Tanned skin has not always been a
mark of beauty. Mollie Dorsey Sanford's diary from 1867 described the problem and an unusual solution used by Mollie and her young sister: "We are tanned awfully and look a little rough I know. The little boys have been, for sport, besmearing their faces with the black mud that settles in the bottom of the creek. They discovered it took the tan and sunburn off. . . . So one day last week we donned our bathing suits and sneaked off to the creek. Doing our heads up in cotton handkerchiefs, we plastered our faces thickly over with the black mud. Although we have found ourselves a few shades whiter, I think we will not try it again soon."
Other advice on whitening suntanned skin and building more attractive arms was offered young women by the Omaha Daily News, of February 3, 1901, in an article on the season's new fashion in sleeves:
"One very effective cure for scrawny arms is two hours' use each day of the carpet sweeper.
After this has been done every day for a month the wrists and elbows will fill out and look nice and plump. Then some cream, made from oats, can be systematically applied and the brown skin
will become white.
"Then there is the other extreme, a fat arm. That is just as easy to make shapely as the thin one. It must be well rubbed every day with a reduction pomade and given an iced sponging until it begins to look more shapely and better suited to the new [angel] sleeve and for the public gaze."
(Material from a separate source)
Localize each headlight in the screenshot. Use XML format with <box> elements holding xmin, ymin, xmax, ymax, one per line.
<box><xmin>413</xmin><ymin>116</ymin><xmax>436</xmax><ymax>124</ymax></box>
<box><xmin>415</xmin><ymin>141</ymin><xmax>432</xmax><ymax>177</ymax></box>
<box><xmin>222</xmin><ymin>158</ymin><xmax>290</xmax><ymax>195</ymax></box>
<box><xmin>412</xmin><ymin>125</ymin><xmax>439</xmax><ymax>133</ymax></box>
"Beauty hints for the honeymoon" from the Lyons Mirror in 1910 included the following advice for whitening knuckles and beautifying hands: "The lemon should have a conspicuous place on the toilet table for some time before the wedding. The bride is apt to be sewing industriously and this is not particularly good for the fingers. She should keep a cut lemon on her dressing table. Every night after she has washed her hands she should stick her fingers right into the pulp of the lemon and rub them around and around. This will help to remove stains, stop the growth of the cuticle at the base of the nail, and make knuckles look white and soft instead of red and rough."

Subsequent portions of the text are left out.